医学界新聞

 

第1回朝日看護セミナーが開かれる


 第1回朝日看護セミナー「クリティカル・パスのすべて」(共催=医学書院・朝日新聞社)が,さる3月27日,名古屋市の名古屋朝日ホールにおいて開催された。朝日新聞社は,これまで医師の生涯教育を目的とした各種セミナーについてはすでに四半世紀の歴史を持っているが,看護領域の開催は今回が初めて。看護管理者にとって現在もっともホットなテーマである“クリティカル・パス(以下,CP)”が取り上げられた。

CPの理論と実践

 セミナーでは,まず看護界におけるCP研究の第一人者である阿部俊子氏(東医歯大)が「CPの理論と実践」と題して講演。 阿部氏は,近著『クリティカル・パス-わかりやすい導入と活用のヒント』(医学書院刊)の中で,その歴史的背景に言及し,「CPは産業界のプロジェクト管理手法の1つであるCP法から連想されて生まれたケースマネージメントの概念であり,今世紀に一般産業界で発展を見せたインダストリアルエンジニアリングの思想が息づいている」と述べているが,このセミナーにおいてもCPの創始者カレン・ザンダー女史の功績を強調(詳細は本紙第2332号「鼎談:クリティカル・パス-その導入へ向けて」を参照)。
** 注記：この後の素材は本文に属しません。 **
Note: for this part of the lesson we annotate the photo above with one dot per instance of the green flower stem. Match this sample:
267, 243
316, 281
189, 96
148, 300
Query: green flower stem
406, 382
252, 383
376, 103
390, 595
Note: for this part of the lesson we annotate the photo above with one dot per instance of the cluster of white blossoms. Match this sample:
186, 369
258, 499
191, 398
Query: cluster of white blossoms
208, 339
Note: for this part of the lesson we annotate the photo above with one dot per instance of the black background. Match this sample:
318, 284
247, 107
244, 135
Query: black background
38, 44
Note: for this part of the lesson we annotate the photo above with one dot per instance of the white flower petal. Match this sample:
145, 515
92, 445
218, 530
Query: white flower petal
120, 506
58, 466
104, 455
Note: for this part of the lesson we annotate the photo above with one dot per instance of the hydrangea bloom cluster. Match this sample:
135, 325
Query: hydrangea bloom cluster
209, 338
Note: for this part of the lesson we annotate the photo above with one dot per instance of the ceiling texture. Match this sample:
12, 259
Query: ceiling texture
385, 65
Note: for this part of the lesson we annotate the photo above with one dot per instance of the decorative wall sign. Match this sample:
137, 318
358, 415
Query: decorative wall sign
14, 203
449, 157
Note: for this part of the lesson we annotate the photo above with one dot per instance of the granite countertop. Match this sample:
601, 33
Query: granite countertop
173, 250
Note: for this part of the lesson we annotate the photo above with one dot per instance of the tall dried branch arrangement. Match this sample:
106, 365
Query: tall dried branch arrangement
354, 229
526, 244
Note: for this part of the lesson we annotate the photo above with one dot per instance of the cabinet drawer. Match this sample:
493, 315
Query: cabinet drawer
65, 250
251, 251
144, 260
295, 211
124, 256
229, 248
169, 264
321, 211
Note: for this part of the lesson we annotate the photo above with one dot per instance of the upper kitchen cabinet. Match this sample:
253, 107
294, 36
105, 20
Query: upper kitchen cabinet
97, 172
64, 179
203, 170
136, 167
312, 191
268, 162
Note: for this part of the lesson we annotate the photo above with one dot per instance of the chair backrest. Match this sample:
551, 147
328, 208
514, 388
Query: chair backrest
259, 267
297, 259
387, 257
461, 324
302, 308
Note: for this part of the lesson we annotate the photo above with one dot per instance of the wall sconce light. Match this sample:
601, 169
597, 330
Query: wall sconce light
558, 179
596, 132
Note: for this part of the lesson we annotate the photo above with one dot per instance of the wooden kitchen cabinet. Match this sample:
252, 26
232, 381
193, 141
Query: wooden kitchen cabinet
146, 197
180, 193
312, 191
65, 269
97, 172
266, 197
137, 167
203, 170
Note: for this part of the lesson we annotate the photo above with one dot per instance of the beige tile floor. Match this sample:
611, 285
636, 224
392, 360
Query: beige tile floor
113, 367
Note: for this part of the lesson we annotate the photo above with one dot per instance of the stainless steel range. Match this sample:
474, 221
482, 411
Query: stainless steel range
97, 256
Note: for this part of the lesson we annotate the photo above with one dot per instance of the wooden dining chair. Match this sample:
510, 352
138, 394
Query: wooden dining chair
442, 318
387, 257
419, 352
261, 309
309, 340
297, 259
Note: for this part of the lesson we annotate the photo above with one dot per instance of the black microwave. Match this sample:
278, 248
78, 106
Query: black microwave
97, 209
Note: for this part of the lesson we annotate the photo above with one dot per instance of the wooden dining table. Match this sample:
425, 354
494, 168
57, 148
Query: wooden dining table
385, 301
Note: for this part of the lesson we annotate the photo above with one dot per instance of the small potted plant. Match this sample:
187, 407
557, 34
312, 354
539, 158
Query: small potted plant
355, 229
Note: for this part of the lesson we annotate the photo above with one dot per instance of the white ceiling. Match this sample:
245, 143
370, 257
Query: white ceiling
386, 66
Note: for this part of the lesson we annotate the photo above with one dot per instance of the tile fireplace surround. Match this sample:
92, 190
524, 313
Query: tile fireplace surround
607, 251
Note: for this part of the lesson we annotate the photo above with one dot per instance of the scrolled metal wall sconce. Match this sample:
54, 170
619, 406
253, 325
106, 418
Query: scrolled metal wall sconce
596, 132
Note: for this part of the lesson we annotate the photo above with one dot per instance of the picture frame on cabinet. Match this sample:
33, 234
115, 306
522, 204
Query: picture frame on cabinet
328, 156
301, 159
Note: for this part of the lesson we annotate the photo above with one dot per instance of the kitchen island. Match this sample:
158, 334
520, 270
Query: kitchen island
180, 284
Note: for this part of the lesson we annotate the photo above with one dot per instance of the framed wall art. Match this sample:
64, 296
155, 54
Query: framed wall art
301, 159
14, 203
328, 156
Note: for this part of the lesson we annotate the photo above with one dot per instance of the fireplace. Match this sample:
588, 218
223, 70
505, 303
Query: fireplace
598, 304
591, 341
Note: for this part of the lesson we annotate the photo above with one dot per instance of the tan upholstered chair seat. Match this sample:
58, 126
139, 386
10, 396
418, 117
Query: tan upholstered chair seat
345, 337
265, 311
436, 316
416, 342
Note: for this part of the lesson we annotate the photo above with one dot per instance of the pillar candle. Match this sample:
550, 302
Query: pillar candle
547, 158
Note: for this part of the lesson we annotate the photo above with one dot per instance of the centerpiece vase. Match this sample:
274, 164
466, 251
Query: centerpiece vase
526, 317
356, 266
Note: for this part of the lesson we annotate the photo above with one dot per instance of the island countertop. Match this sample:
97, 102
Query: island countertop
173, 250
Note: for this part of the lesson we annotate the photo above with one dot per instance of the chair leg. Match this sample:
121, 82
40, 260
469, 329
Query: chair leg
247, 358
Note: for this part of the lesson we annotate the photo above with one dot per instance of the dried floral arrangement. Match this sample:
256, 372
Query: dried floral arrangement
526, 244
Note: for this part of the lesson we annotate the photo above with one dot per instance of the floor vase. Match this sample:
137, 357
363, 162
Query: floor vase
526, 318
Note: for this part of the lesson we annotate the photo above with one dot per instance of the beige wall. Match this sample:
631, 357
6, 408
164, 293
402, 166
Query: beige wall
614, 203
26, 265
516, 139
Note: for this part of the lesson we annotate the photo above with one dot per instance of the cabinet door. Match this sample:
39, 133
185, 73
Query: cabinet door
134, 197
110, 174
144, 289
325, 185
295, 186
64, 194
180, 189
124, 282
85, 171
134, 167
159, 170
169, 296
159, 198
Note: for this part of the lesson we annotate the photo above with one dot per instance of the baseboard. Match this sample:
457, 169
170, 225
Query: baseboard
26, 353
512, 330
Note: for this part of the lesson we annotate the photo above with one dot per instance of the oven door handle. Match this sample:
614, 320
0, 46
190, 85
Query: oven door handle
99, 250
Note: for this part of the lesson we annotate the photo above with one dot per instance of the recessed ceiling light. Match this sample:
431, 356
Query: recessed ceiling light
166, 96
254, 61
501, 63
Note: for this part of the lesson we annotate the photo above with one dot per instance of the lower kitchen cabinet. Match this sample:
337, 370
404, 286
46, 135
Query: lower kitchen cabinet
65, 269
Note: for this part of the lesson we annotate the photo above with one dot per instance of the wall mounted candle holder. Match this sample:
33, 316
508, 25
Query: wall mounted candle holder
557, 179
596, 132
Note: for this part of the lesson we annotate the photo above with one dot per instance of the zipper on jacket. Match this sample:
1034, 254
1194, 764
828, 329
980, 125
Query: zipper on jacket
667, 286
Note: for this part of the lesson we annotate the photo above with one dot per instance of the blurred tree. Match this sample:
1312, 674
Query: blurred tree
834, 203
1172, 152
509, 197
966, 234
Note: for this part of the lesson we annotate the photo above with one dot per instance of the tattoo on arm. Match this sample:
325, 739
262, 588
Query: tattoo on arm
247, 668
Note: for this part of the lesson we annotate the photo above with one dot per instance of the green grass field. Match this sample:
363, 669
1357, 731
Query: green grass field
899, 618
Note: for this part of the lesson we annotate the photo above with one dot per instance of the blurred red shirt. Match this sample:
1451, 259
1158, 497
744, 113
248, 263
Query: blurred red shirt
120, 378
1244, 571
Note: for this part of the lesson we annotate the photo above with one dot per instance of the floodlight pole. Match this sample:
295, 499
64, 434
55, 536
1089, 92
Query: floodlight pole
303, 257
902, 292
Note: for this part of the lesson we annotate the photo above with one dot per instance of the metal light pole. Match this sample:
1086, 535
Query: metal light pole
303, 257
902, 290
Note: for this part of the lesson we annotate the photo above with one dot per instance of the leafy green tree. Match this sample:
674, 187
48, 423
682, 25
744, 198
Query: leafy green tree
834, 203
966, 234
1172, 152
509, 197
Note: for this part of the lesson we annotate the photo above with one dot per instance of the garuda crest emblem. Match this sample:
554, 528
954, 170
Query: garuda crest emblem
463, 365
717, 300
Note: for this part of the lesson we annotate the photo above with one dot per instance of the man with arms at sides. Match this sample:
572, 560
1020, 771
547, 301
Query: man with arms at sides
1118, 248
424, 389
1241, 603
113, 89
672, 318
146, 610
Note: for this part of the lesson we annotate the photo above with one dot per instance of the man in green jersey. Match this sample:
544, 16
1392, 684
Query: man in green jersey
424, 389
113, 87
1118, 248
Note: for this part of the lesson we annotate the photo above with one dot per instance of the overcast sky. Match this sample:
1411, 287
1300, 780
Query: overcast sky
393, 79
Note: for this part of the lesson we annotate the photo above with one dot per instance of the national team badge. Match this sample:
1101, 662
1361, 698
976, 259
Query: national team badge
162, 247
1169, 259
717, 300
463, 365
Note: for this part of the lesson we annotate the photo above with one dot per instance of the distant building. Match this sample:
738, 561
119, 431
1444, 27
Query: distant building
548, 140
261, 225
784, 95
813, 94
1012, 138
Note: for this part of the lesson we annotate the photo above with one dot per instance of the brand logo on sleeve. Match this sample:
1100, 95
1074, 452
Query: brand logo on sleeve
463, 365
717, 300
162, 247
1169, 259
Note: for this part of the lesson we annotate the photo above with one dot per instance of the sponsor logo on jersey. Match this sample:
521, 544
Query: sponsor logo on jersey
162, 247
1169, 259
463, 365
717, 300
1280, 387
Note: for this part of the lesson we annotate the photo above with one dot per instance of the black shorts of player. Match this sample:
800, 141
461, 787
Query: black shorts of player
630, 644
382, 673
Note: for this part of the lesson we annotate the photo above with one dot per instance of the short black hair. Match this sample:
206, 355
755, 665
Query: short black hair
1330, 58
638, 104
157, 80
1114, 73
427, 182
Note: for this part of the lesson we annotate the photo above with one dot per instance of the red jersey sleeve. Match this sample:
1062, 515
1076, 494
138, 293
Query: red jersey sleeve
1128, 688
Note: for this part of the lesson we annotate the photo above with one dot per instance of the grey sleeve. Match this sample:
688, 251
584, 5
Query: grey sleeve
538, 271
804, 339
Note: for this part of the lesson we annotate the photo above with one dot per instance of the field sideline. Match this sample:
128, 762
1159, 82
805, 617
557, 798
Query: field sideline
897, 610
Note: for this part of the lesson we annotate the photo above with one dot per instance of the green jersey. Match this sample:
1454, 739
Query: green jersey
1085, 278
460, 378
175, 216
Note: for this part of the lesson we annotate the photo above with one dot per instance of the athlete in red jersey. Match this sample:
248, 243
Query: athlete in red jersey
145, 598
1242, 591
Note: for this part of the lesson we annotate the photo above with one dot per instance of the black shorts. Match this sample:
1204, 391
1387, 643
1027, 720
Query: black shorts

また,ガンツチャート氏による医師のチャートやPERT(program evaluation and review technique)と呼ばれる1950年代の軍事技術・宇宙開発の生産工程を紹介した後に,CPの理論骨子を次のように概説した。
 「CPの基本原則」としては,(1)時間軸,(2)ケア介入,(3)バリアンス(変化要因),(4)ケアの標準化などが,また,「CPの利点と目的」としては,(1)インフォームド・コンセント,(2)チーム医療,(3)共通言語ツール,(4)在院日数の短縮,(5)教育オリエンテーションツール,(6)ケアの標準化,(7)退院プラン,などが上げられる。
 次いで阿部氏は,「CPの作成方法」,「CPの使用方法」,「CPと記録」,「CPを使用する際の留意点」,「バリアンスの考え方」を詳しく解説し,CP実践によるアウトカム(到達目標)の問題に触れて,(1)入院費用などの経済的アウトカム,(2)在院日数,合併症の発生などの臨床アウトカム,(3)ADL,認知レベルなどの機能アウトカム,および(4)患者,スタッフなどの満足度を指摘した。

CP導入によるチーム医療の達成

 続いて,わが国にいち早くCPを導入した須古博信氏(済生会熊本病院長)は「クリティカル・パス導入によるチーム医療の達成」と題して講演。
 同病院は1996年9月からCPを医療チームとして使用しているが,須古氏は前掲書で,「CPが医療スタッフに抵抗なく受け入れられた秘訣は,導入目的を患者のインフォームド・コンセントに使用するということで使い始めたことにあり,もしもこれが,CP導入目的にケアの標準化を前面に出していたら,医療スタッフの抵抗も大きかったと予測される」と述べている。
 また,CPの病院全体への波及を目的とした,チーム医療推進の起爆剤としての“CP大会”について,「ここでは,病棟で作成したCPの事例を発表して貰い,作成に関与した職員をパネリストとして参加者との間に討論を行ない,他病棟とも意見交換が活発になされた」と報告しているが,今回のセミナーでは,2か月に1度開催し,現在10回を数えているこの“CP大会”をさらに詳述。CP大会がもたらした効果として,(1)パス表(患者に対して医療の専門職がそれぞれの専門知識や技術を,タイミングよく提供し,協同して作り上げた統合された診療工程表)の全院的拡充,(2)チーム医療の推進(コ・メディカル部門の発言の高まり),(3)パス表の充実,(4)業務内容の改善,(5)クリエイティブな発想の出現,(6)患者主体の考え方の浸透,などを上げた。
 CP導入の成果として須古氏は,(1)インフォームド・コンセントの充実,(2)チーム医療の前進,(3)業務改善,(4)職員の活性化,(5)患者・家族の治療への参加意欲の芽生え,(6)在院日数の短縮化,(7)連携医療・自院の役割の再確認,(8)職員の意識改革,を指摘するとともに,「わが国でのCP法に対する評価はいまだ行なわれていないが,自験例から,CPの導入はわが国に欠けていた医療チームの形成とチーム医療達成の有力なツールの1つになる」と強調して講演を結んだ。